“Jujuy es Bolivia” y otros etnocentrismos de la política salvaje

“Jujuy es Bolivia” y otros etnocentrismos de la política salvaje

El etnocentrismo ha sido noticia esta semana en la Argentina. La locutora Elizabeth Vernaci sostuvo que la provincia de Jujuy es, en realidad, Bolivia y se levantaron justificadas oleadas de indignación en su contra. Por supuesto, la afrenta no radica en destacar las similitudes con el país plurianacional con el que se comparte frontera. Por caso, el primer gobernante no español que tuvieron estas tierras cuando en 1810 la Revolución de Mayo inicia el proceso emancipatorio que culminó con la Declaración de la Independencia de 1816 era, considerando el actual mapa político, boliviano: Cornelio Saavedra había nacido en 1759 en Otuyo, hoy departamento de Potosí.

A las profundas imbricaciones históricas de los hermanados tiempos de las provincias unidas, además, se suman, hechos difíciles de mensurar pero fáciles de comprender, como el hecho de que el NOA tiene más costumbres en común con Bolivia que con Buenos Aires; así como los porteños han de tener conductas más similares a las de los uruguayos que a las de los mendocinos; y los cuyanos deben compartir más comportamientos afines con los chilenos que con el NEA, donde seguramente están más compenetrados con hábitos paraguayos y brasileños que los neuquinos. Entonces, la ofensa no está en equiparar Jujuy con Bolivia, porque en ese caso el enojo sería etnocentrista. ¿Si la comparación era con Holanda no había inconvenientes? Lo lesivo por parte de Vernaci (y de quienes con patetismos y miserias profundizaron el destrato para tratar de atenuar la injuria) consistió en negarle condición de argentinidad a Jujuy. Allí se ve operar el etnocentrismo: concebir que sólo lo que coincida con patrones considerados “universalmente” válidos es parte de la “comunidad”. Las “diversidades” culturales, socioeconómicas o étnicas, son “los otros”.

El etnocentrismo es una clase particular de sociocentrismo, para decirlo como en el título del ensayo de María Cristina Chiringuini y de Mariana Mancusi.

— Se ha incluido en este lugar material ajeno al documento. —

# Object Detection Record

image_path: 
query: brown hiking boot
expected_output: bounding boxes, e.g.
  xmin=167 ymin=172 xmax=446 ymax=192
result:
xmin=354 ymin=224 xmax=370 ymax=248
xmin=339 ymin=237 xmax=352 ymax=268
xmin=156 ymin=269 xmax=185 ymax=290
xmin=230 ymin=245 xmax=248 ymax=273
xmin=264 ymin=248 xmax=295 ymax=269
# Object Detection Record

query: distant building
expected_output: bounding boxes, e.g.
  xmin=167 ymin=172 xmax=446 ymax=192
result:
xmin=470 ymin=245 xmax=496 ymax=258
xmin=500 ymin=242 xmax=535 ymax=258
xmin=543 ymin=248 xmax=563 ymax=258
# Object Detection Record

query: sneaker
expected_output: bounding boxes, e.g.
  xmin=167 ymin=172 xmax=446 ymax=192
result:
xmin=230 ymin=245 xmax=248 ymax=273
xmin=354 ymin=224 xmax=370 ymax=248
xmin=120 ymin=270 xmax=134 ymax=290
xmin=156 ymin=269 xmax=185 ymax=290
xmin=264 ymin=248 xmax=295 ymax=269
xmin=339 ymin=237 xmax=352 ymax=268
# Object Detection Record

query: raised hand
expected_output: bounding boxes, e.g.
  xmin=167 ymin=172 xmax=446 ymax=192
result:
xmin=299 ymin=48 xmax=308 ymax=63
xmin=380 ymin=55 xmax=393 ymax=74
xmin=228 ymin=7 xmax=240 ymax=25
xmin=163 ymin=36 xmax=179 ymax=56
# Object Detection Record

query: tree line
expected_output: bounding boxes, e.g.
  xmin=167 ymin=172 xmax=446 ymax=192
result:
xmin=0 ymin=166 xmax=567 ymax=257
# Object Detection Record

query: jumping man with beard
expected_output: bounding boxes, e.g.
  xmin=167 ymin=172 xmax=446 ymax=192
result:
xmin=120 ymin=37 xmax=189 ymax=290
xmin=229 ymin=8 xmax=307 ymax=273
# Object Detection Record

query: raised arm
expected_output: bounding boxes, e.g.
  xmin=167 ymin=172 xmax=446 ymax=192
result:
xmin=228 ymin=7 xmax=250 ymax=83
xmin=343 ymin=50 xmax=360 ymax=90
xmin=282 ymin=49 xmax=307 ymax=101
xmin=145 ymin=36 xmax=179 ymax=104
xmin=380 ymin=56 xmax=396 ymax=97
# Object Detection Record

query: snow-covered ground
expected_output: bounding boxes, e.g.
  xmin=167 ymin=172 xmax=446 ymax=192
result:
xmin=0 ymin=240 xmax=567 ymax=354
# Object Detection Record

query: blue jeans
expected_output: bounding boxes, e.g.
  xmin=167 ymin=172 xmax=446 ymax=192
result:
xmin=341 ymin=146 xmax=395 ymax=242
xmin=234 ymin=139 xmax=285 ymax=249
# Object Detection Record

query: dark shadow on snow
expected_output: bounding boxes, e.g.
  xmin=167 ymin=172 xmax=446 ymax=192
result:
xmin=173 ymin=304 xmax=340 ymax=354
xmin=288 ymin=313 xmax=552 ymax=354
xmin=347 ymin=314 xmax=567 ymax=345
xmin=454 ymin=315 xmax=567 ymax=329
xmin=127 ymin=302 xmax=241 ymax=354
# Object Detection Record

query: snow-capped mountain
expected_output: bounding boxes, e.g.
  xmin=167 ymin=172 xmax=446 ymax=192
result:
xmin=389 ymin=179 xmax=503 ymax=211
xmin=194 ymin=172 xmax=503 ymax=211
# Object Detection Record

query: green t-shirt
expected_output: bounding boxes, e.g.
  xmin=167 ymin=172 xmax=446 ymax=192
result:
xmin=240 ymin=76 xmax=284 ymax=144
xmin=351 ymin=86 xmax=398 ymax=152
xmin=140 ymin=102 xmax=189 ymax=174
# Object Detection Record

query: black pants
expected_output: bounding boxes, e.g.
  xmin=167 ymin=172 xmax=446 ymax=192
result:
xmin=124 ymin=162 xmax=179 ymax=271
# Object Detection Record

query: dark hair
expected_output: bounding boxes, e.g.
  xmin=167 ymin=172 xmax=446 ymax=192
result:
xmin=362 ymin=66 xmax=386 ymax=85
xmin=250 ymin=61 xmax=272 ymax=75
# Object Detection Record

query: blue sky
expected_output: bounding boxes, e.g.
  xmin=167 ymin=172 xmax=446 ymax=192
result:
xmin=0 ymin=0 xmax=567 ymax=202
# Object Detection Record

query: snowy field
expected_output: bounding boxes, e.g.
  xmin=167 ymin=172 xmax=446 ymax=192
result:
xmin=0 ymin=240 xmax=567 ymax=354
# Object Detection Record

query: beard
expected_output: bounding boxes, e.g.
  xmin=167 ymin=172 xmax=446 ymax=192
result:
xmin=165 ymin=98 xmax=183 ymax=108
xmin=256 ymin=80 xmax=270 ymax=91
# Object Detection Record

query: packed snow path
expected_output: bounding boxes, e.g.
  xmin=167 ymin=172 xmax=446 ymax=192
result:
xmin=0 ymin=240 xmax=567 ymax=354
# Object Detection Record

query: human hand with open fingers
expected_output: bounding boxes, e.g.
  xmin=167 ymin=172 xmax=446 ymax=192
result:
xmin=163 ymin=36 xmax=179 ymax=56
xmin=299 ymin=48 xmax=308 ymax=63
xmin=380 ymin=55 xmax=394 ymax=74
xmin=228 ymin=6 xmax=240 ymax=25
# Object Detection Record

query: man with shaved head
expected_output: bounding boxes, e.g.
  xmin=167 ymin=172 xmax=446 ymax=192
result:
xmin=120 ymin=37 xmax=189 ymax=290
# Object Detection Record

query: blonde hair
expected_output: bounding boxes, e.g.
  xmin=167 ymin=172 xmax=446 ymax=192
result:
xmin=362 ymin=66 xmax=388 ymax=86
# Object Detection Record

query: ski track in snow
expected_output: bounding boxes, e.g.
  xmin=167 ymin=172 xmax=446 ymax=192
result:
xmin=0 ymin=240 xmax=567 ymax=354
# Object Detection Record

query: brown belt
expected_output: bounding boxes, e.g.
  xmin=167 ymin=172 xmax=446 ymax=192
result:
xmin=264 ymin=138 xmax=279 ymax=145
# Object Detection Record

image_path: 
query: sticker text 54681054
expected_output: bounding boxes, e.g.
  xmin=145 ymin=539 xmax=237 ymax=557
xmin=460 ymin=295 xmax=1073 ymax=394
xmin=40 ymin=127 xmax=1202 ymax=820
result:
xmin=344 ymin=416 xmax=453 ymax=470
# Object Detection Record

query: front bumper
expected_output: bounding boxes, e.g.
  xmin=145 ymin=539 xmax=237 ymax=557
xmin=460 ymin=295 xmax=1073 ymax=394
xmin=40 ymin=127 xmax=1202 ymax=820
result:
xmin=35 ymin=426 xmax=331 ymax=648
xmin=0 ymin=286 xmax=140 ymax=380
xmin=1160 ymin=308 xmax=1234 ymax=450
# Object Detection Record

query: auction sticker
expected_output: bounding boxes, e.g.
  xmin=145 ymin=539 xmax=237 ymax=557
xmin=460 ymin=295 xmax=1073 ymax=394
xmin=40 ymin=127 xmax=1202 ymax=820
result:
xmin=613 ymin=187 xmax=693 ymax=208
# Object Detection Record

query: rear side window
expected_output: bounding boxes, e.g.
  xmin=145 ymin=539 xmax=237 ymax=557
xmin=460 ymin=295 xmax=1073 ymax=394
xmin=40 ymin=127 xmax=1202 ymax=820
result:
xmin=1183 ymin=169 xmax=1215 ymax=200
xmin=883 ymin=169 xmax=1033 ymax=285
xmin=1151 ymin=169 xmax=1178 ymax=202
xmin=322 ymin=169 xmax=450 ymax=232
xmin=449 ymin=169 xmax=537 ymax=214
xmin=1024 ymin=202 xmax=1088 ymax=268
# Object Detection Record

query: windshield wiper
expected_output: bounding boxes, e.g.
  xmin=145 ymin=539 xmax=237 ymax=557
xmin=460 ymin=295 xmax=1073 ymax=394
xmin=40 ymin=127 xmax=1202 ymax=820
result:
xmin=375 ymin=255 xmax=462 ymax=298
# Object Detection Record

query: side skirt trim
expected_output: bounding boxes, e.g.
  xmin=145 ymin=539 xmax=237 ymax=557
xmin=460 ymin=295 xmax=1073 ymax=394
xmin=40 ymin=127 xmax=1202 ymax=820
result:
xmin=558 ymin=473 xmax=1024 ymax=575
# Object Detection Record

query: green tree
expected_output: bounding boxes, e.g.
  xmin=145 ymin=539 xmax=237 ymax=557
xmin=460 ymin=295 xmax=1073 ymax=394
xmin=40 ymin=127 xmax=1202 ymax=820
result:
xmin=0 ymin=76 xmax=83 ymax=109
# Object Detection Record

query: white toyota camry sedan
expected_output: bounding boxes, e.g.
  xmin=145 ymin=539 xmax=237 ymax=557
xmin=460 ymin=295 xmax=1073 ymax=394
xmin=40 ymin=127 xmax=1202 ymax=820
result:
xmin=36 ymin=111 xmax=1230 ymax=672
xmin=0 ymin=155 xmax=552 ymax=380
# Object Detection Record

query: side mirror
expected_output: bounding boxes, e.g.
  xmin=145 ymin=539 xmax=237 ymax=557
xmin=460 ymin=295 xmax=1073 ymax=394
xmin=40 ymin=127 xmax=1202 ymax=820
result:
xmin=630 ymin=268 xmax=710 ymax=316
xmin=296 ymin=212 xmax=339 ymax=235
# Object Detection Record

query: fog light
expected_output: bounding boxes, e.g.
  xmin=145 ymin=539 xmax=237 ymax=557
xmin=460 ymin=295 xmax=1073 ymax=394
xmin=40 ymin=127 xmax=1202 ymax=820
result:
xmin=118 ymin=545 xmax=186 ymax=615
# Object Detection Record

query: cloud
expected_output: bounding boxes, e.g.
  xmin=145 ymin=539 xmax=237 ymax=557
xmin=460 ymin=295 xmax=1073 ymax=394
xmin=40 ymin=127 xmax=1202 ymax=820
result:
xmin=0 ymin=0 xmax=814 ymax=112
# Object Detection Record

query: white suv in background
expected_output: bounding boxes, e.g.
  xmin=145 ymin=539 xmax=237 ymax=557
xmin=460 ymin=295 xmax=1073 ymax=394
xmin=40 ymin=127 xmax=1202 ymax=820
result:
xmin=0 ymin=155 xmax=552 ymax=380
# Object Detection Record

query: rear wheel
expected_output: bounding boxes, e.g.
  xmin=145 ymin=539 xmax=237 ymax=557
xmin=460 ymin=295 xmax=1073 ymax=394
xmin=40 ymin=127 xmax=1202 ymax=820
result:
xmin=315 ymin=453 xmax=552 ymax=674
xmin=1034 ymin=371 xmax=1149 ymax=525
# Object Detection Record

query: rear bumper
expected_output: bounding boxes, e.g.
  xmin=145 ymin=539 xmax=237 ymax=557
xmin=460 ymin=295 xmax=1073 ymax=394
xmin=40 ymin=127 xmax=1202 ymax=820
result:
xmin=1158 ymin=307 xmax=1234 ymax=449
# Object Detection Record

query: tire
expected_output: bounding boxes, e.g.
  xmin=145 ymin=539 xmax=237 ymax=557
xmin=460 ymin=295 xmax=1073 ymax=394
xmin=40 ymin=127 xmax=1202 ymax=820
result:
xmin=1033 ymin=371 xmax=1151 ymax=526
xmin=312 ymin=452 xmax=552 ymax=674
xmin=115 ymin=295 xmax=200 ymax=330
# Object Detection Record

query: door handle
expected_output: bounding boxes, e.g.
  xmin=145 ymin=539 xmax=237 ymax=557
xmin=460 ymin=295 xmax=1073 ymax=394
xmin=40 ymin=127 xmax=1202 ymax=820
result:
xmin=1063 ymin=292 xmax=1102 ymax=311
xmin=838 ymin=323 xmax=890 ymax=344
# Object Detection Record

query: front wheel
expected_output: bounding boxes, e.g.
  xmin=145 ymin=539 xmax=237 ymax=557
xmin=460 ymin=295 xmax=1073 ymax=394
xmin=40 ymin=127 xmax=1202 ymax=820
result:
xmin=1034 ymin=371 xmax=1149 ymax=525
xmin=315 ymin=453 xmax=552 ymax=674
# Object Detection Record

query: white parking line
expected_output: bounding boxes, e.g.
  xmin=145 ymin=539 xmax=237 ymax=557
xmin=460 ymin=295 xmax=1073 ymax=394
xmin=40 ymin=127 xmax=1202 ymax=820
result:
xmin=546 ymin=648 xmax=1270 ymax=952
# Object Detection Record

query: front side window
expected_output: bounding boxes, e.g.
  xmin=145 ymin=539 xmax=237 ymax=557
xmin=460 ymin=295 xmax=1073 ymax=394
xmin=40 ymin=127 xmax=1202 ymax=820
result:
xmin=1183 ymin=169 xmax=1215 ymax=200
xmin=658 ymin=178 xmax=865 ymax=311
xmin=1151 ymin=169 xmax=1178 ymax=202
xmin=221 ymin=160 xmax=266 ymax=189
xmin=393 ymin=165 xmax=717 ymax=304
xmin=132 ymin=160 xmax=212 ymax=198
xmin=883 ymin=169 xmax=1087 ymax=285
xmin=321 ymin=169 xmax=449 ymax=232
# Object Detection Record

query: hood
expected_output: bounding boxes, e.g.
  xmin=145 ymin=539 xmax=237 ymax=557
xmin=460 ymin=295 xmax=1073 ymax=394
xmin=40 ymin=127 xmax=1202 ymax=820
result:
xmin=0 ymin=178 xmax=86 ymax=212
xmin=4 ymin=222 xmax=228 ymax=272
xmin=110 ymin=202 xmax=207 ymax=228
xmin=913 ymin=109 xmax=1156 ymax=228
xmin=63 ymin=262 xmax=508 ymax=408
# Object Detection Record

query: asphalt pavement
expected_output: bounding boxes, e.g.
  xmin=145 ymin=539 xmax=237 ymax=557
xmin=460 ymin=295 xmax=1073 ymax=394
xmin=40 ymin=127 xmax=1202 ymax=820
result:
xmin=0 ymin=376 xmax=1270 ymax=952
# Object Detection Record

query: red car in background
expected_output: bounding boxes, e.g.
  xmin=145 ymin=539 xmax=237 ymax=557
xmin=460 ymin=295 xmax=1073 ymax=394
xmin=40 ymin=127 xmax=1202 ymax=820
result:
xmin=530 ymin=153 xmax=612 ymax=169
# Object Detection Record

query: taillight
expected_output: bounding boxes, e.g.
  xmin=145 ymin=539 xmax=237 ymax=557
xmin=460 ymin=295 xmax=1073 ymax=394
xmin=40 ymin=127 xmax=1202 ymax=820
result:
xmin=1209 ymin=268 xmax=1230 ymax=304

El sociocentrismo es la categorización de lo propio que nos identifica y también de la alteridad que conforma lo diferente. En ese centrismo social hay reivindicación de los valores del grupo al que se pertenece y juicio negativo hacia lo de “afuera”. “Las ideas preconcebidas, los prejuicios, las arrogancias, la descalificación forman parte de las incomprensiones que generan los sociocentrismos”, sostienen las autoras.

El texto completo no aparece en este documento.